Eis a razão pela qual Karl Rádek declarou que “com Greve de massas, partido e sindicatos começa a separação do movimento comunistas da social-democracia na Alemanha”. (apud J. P. Nettl, Rosa Luxemburgo, p. 254)



Excertos do artigo de Rosa

"A greve de massas na Rússia não foi posta em prática como meio de, repentinamente, feito um golpe teatral, passar à revolução social, desviando das lutas políticas da classe trabalhadora e especialmente do parlamentarismo, mas, em primeiro lugar, como meio para o proletariado criar as condições da luta política diária, especialmente as do parlamentarismo.
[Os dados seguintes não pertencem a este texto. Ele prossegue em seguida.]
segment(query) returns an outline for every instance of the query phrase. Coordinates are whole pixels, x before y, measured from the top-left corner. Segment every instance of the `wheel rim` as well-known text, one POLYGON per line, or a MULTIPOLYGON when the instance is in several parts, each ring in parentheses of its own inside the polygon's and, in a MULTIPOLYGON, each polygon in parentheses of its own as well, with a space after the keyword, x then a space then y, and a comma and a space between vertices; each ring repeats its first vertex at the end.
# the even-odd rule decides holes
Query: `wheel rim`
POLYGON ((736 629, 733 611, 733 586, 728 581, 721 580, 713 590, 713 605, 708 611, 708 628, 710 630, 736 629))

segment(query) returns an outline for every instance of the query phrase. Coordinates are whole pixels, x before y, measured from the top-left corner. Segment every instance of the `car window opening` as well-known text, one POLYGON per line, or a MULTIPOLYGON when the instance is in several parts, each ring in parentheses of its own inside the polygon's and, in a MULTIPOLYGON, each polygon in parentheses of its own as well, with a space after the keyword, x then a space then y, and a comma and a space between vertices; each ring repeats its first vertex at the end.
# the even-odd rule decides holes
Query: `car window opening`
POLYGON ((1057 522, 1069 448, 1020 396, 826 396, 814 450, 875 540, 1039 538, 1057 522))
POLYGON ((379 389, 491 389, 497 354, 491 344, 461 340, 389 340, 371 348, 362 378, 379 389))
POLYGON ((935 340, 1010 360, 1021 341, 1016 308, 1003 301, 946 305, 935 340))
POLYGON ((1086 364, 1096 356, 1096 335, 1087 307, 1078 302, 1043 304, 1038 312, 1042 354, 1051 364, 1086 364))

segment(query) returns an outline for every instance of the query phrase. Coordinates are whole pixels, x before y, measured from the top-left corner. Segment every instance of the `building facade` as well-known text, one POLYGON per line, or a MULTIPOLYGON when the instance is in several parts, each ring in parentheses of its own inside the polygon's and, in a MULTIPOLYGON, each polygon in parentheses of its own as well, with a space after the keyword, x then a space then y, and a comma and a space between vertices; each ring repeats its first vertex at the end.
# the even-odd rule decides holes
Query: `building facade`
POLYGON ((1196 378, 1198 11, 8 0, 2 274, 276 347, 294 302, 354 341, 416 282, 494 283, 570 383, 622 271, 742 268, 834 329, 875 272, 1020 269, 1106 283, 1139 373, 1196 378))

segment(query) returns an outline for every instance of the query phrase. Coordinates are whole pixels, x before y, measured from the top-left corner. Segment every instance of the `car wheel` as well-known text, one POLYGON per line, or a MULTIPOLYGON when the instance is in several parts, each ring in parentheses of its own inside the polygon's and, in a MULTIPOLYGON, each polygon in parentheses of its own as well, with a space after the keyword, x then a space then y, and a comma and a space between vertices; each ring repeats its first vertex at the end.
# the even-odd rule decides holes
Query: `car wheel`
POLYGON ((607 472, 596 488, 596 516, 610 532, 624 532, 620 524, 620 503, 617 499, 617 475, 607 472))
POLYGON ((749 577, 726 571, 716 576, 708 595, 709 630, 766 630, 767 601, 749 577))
A luta revolucionária na Rússia, na qual a greve de massas é empregada como a arma mais importante, é realizada pelo povo trabalhador e, em primeiro lugar, pelo proletariado, justamente em prol dos mesmos direitos e condições políticas, cuja necessidade e significado na luta pela emancipação da classe trabalhadora foram demonstrados por Marx e Engels e, em oposição ao anarquismo, defendidos com toda a força na Internacional. Assim, a dialética histórica, o rochedo sobre o qual toda a teoria do socialismo de Marx está assentada, teve como resultado que, hoje, o anarquismo, que estivera inseparavelmente ligado à ideia da greve de massas entrou em oposição à prática da greve de massas; em contrapartida, a greve de massas, combatida como oposta à atividade política do proletariado, aparece hoje como a arma mais poderosa da luta pelos direitos humanos. Se, portanto, a Revolução Russa torna necessária uma revisão minuciosa da antiga posição do marxismo sobre a greve de massa, é novamente apenas o marxismo que com seus métodos e pontos de vista gerais obtém a vitória sob nova forma". (p. 267) 

"Se a Revolução Russa nos ensina algo, é, sobretudo, que a greve de massas não é ‘feita artificialmente, não é ‘decidida’ e nem ‘propagada’ a partir do nada, mas é um fenômeno histórico que, num determinado momento, resulta como uma necessidade histórica, da situação social". (p. 271)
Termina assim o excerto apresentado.